Países ricos lideram em política industrial 

Apesar de muito criticadas na era de hegemonia do pensamento liberal, nos anos 80 e 90, as políticas industriais nunca deixaram de ser praticadas em todo o mundo, e com destaque pelos países mais ricos. Antes mesmo dos eventos recentes da pandemia, da guerra da Ucrânia e do acirramento da rivalidade entre China e Estados Unidos, que estão levando à maior intervenção do Estados nas principais economias do mundo, a política industrial já estava em alta.

Essas são algumas das revelações e conclusões de recém-publicado estudo dos economistas Réka Juhász, Nathan Lane e Dani Rodrik, intitulado (tradução do inglês) “A Nova Economia da Política Industrial”.

O trabalho revisa e discute a recente literatura econômica sobre o funcionamento das políticas industriais, que supera ou contorna problemas dos estudos antigos. No geral, essa nova literatura apresenta uma visão mais positiva da política industrial, ainda que ainda com muitas lacunas e nuances.

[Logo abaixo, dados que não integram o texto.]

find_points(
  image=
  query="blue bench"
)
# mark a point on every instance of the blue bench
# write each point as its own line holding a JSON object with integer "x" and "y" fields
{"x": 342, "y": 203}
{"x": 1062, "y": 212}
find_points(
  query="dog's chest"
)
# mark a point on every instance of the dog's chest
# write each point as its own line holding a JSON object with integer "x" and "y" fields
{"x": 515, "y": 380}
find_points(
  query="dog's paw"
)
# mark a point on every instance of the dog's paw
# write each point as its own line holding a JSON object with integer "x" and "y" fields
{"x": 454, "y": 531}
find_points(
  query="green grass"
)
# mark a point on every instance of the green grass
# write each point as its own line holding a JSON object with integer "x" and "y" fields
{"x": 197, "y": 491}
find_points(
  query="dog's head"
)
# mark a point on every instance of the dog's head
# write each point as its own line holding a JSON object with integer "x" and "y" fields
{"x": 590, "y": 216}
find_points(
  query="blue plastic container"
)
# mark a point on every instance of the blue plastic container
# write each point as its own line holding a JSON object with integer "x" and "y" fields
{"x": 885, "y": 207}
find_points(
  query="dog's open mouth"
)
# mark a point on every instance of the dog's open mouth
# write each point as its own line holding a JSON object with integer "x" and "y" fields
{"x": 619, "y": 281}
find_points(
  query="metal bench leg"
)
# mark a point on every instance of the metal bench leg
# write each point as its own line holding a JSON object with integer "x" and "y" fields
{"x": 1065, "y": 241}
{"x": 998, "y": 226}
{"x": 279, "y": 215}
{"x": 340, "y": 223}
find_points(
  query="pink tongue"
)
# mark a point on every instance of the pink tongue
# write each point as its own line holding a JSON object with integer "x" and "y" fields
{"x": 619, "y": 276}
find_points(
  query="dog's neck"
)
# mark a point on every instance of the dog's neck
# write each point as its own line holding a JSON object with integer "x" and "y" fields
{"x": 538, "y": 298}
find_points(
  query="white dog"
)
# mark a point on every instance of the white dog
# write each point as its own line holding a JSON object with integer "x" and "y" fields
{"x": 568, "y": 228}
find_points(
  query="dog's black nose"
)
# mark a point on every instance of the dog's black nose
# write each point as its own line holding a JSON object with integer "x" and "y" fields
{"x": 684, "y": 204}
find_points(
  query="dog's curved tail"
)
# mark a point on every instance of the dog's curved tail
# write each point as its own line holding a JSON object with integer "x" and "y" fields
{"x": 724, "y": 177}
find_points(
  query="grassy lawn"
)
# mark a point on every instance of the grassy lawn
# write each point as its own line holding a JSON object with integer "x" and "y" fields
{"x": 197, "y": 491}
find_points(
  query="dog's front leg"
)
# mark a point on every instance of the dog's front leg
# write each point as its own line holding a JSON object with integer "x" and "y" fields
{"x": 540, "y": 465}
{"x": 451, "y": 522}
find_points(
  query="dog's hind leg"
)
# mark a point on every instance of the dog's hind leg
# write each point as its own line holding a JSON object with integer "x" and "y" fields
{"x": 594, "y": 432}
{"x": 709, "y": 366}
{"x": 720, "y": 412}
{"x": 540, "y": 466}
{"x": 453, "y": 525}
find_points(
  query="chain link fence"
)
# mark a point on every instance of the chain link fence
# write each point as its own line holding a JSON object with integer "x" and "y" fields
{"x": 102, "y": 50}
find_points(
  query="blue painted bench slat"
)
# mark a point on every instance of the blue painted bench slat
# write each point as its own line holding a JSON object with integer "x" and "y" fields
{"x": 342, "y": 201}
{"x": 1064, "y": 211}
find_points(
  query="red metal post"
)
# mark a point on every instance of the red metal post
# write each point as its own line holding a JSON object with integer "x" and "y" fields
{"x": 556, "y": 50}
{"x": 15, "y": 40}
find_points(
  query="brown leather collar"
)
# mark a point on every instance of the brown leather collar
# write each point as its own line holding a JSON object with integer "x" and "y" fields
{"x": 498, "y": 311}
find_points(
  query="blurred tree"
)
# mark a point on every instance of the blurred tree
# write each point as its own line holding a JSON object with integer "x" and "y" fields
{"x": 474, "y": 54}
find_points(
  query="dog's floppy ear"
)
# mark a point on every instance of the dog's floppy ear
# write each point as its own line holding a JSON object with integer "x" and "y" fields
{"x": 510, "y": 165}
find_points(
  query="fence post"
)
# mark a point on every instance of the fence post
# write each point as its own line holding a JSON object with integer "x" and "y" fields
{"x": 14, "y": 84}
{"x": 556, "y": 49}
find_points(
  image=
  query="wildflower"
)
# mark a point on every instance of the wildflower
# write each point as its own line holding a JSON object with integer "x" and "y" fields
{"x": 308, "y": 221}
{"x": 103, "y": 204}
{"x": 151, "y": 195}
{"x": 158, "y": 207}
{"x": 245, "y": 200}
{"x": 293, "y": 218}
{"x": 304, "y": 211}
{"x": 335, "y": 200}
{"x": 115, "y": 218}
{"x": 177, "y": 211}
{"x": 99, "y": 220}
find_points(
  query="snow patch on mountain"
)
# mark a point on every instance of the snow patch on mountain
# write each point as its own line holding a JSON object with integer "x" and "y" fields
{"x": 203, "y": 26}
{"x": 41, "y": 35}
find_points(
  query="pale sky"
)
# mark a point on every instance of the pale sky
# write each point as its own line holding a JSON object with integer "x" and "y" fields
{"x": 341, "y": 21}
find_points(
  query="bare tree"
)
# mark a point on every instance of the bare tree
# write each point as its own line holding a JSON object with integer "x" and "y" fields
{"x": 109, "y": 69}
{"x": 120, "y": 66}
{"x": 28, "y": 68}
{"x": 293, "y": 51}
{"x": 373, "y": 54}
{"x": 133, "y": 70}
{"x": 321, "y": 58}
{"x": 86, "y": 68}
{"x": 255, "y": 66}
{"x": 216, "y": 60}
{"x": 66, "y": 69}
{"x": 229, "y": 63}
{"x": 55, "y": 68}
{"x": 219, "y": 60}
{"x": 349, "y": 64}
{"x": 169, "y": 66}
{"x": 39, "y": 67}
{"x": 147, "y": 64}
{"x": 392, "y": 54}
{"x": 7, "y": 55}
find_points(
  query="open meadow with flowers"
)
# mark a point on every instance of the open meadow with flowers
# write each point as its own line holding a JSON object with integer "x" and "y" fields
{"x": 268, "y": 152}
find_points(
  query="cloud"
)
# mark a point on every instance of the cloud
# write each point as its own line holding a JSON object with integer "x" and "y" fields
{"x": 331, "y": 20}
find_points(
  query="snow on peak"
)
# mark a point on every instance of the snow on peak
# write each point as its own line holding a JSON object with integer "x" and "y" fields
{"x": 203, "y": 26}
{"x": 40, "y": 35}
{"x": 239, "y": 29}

O paper de Juhász, Lane e Rodrik começa por definir política industrial, como intervenções do governo para transformar a estrutura da economia com algum objetivo de política pública. A definição inclui setores não propriamente “industriais”, como serviços. Eles apontam que modernamente a tendência é de políticas industriais orientadas para o mercado externo, em detrimento da substituição de importações.

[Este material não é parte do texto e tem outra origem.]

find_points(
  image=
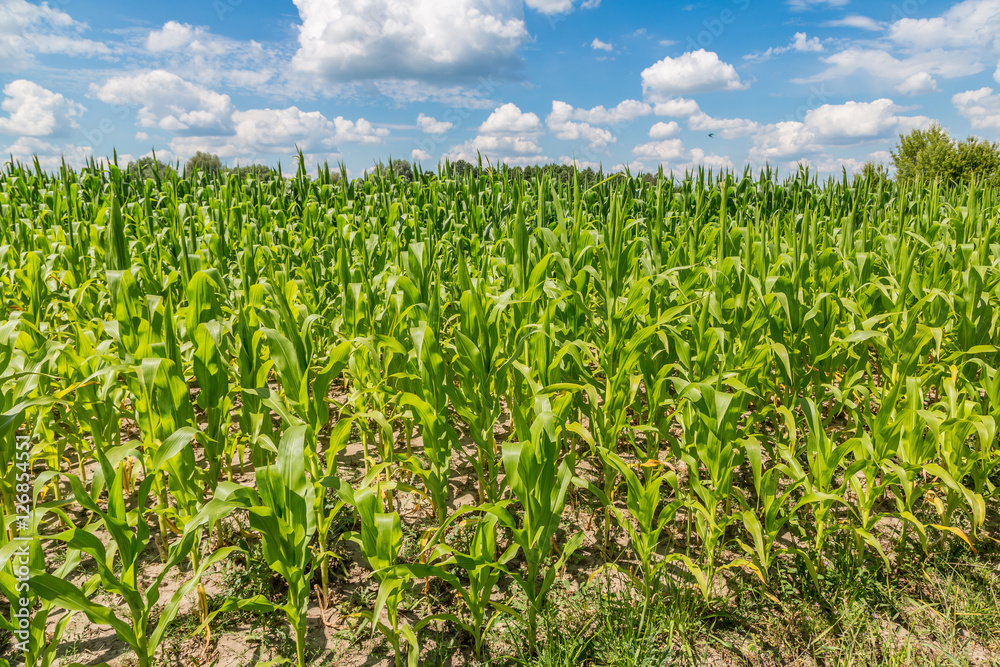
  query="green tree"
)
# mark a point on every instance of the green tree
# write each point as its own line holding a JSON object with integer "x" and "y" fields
{"x": 205, "y": 162}
{"x": 975, "y": 159}
{"x": 924, "y": 153}
{"x": 146, "y": 167}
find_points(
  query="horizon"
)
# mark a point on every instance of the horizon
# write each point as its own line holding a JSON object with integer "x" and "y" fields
{"x": 826, "y": 83}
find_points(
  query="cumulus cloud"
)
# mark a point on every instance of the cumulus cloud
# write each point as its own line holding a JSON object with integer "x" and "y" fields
{"x": 854, "y": 21}
{"x": 168, "y": 102}
{"x": 201, "y": 56}
{"x": 664, "y": 151}
{"x": 963, "y": 40}
{"x": 679, "y": 107}
{"x": 508, "y": 119}
{"x": 981, "y": 107}
{"x": 430, "y": 125}
{"x": 263, "y": 132}
{"x": 800, "y": 42}
{"x": 27, "y": 29}
{"x": 664, "y": 130}
{"x": 561, "y": 123}
{"x": 560, "y": 6}
{"x": 174, "y": 36}
{"x": 726, "y": 128}
{"x": 917, "y": 84}
{"x": 34, "y": 111}
{"x": 833, "y": 124}
{"x": 973, "y": 22}
{"x": 429, "y": 40}
{"x": 801, "y": 5}
{"x": 50, "y": 156}
{"x": 692, "y": 72}
{"x": 508, "y": 135}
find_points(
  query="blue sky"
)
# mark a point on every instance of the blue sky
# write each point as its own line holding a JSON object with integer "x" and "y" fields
{"x": 726, "y": 83}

Os autores detalham as principais razões para a política industrial, como promoção de externalidades positivas e correção de falhas de mercado, e as principais críticas, que podem ir desde a incapacidade de o governo fazer a intervenção certa, mesmo que queira, até a captura dos benefícios por lobbies e grupos de pressão.

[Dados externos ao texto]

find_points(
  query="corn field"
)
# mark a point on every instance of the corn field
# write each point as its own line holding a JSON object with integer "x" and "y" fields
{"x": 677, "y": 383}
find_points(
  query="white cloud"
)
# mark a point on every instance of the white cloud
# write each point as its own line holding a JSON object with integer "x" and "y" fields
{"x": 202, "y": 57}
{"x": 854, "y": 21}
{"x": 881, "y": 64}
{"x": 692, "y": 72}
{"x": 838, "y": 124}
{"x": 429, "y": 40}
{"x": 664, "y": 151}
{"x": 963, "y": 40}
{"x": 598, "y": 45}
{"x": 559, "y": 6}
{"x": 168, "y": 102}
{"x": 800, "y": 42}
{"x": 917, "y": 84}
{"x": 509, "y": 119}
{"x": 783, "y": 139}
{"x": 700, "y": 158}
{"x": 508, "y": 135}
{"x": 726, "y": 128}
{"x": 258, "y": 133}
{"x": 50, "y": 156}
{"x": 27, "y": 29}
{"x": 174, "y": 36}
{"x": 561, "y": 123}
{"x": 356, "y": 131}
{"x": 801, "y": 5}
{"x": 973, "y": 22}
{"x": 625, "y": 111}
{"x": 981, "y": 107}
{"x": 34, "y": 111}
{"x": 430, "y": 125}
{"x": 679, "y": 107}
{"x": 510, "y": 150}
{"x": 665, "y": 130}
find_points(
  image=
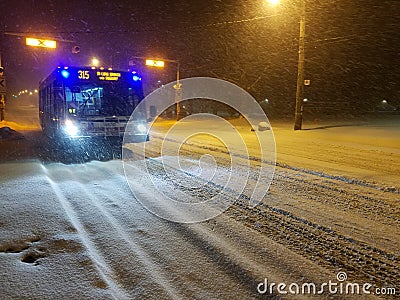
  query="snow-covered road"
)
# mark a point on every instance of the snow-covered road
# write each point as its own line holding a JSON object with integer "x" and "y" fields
{"x": 76, "y": 231}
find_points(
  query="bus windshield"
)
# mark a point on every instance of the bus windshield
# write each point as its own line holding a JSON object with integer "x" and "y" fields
{"x": 100, "y": 100}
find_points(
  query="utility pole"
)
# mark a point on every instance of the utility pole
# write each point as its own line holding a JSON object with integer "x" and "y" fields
{"x": 2, "y": 92}
{"x": 178, "y": 93}
{"x": 298, "y": 117}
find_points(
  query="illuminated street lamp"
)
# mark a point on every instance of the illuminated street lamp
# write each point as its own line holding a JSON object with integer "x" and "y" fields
{"x": 159, "y": 63}
{"x": 298, "y": 116}
{"x": 95, "y": 62}
{"x": 273, "y": 2}
{"x": 41, "y": 43}
{"x": 155, "y": 63}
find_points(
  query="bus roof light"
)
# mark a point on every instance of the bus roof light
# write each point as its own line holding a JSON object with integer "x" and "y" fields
{"x": 65, "y": 74}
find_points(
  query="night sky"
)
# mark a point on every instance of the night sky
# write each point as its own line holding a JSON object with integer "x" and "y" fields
{"x": 352, "y": 47}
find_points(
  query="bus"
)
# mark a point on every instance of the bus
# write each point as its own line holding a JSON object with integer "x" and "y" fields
{"x": 88, "y": 103}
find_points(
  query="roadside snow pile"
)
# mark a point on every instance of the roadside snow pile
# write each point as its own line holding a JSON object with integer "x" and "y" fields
{"x": 6, "y": 133}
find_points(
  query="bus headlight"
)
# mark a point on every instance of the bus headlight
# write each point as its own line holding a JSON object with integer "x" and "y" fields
{"x": 70, "y": 128}
{"x": 141, "y": 128}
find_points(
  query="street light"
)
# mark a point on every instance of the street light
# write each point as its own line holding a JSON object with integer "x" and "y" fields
{"x": 95, "y": 62}
{"x": 41, "y": 43}
{"x": 159, "y": 63}
{"x": 298, "y": 116}
{"x": 273, "y": 2}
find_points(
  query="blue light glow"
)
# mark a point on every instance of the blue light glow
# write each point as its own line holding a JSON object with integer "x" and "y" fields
{"x": 65, "y": 74}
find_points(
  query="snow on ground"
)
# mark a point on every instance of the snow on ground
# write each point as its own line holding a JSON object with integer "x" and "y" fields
{"x": 75, "y": 231}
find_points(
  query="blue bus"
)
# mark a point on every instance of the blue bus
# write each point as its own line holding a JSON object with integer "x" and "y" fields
{"x": 85, "y": 102}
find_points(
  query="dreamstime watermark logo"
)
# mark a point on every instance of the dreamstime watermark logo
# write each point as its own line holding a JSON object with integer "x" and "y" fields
{"x": 176, "y": 185}
{"x": 340, "y": 286}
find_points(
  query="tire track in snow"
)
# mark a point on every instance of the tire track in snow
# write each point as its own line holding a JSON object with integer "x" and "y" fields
{"x": 104, "y": 270}
{"x": 311, "y": 239}
{"x": 116, "y": 229}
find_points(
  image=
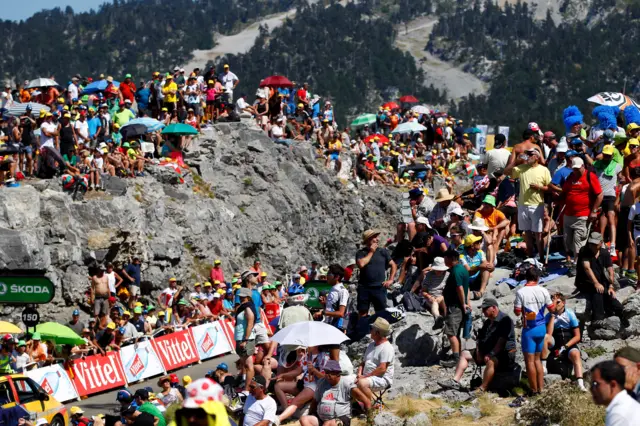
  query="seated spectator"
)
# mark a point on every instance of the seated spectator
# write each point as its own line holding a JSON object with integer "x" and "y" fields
{"x": 563, "y": 336}
{"x": 376, "y": 370}
{"x": 495, "y": 347}
{"x": 629, "y": 359}
{"x": 332, "y": 400}
{"x": 595, "y": 279}
{"x": 475, "y": 262}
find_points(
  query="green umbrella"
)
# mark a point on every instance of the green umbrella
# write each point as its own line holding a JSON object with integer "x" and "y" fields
{"x": 60, "y": 334}
{"x": 363, "y": 119}
{"x": 179, "y": 129}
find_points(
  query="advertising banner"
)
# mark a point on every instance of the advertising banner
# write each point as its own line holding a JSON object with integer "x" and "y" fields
{"x": 55, "y": 381}
{"x": 140, "y": 361}
{"x": 176, "y": 349}
{"x": 210, "y": 340}
{"x": 98, "y": 373}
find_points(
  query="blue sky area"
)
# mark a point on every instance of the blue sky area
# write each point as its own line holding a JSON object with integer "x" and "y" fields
{"x": 18, "y": 10}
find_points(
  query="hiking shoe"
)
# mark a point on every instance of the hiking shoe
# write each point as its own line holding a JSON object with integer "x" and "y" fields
{"x": 450, "y": 384}
{"x": 449, "y": 363}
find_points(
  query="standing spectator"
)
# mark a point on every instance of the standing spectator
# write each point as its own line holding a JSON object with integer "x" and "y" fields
{"x": 376, "y": 370}
{"x": 531, "y": 301}
{"x": 259, "y": 408}
{"x": 373, "y": 262}
{"x": 217, "y": 274}
{"x": 229, "y": 80}
{"x": 607, "y": 388}
{"x": 582, "y": 195}
{"x": 100, "y": 292}
{"x": 595, "y": 279}
{"x": 534, "y": 181}
{"x": 455, "y": 299}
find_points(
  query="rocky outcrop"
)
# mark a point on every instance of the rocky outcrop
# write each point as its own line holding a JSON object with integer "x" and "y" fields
{"x": 243, "y": 197}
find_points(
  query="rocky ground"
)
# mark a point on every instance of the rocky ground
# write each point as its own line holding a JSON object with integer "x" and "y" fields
{"x": 243, "y": 197}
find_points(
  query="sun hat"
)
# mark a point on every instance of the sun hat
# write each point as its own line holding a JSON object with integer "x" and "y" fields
{"x": 489, "y": 199}
{"x": 368, "y": 234}
{"x": 439, "y": 265}
{"x": 471, "y": 239}
{"x": 382, "y": 325}
{"x": 444, "y": 195}
{"x": 478, "y": 224}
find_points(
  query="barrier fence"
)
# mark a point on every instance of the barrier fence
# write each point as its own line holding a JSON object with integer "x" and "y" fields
{"x": 156, "y": 356}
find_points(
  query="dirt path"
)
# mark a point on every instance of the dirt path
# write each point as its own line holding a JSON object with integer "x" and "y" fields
{"x": 439, "y": 73}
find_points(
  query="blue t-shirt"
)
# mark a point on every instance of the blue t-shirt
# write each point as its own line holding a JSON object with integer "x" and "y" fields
{"x": 134, "y": 272}
{"x": 561, "y": 176}
{"x": 94, "y": 123}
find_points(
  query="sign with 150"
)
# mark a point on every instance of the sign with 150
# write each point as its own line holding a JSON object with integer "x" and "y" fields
{"x": 26, "y": 290}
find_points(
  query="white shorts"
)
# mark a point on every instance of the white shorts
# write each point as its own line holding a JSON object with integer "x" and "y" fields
{"x": 261, "y": 333}
{"x": 378, "y": 383}
{"x": 530, "y": 218}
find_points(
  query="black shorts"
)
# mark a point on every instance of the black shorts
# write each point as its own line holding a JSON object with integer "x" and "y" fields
{"x": 375, "y": 295}
{"x": 453, "y": 321}
{"x": 608, "y": 203}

Boa parte do ‘paper’ se debruça sobre as dificuldades de medir, e, portanto, de estudar objetivamente e avaliar os resultados das políticas industriais. Uma das principais razões é que o conceito de política industrial inclui uma enorme gama de instrumentos e atividades: proteção tarifária, subsídios de crédito, isenções tributárias, políticas de inovação, treinamento e suporte gerencial, regras favorecendo empresas nacionais, regulações do investimento estrangeiro etc. Nem sempre esses instrumentos são usados para política industrial. Um aumento de tarifa de importação, por exemplo, pode ter motivação fiscal.

Apesar das dificuldades, os economistas mostram como a pesquisa econômica avançou na mensuração e avaliação das políticas industriais – no primeiro caso, utilizando-se até de instrumentos como os “grandes modelos de linguagem (LLMs, na sigla em inglês)”, encontrados em aplicativos de inteligência artificial como o ChatGPT.

Algumas conclusões são de que “a política industrial de fato voltou e está em alta”, e que “os países de renda mais alta (como os do G20) são os maiores usuários de política industrial”.

A alta da política industrial vem de antes da pandemia, desde pelo menos o início da década de 2010, com picos em 2018 e 2021. Os gastos com política fiscal entre os países que mais a praticam se encontram na faixa de 0,3% a 0,7% do PIB, número que chega a 1,5% do PIB no caso da China.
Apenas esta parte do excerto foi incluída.